Rayures : ce qui s'estompe et ce qui reste

Un cuir lisse et souple se marque. C'est une propriété de la matière, pas un défaut. Une éraflure légère qui n'a fait que déranger la surface devient souvent bien moins visible avec la chaleur d'un doigt et un peu de frottement, parce que la finition est souple. Une entaille qui a traversé la finition jusqu'au cuir en dessous est définitive, et aucune crème ne la fera revenir. Savoir distinguer les deux évite beaucoup d'inquiétude, et beaucoup de produit inutile.

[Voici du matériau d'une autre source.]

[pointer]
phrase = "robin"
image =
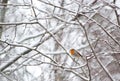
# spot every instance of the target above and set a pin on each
(75, 53)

Ce qu'un bon entretien vous apporte réellement

Pas un sac qui paraît neuf après dix ans. Un cuir qui a été utilisé correctement se lit comme utilisé, et sur un modèle comme le Valen Weekender, cet assouplissement est l'objectif plutôt que le prix à payer. Ce qu'un usage attentif vous apporte, c'est la structure : des coins qui gardent leur forme, des coutures qui restent sous une tension régulière, une surface qui s'approfondit au lieu de se craqueler.

Ce qui ramène au point de départ. Tenez-le à l'écart de la chaleur et du soleil, videz-le, rangez-le rempli, traitez l'eau rapidement, et ne prenez le produit nourrissant que lorsque le cuir vous le demande.


Sources : Institut canadien de conservation, Care of Alum, Vegetable and Mineral-tanned Leather (CCI Notes 8/2) ; Collonil, What is nappa leather?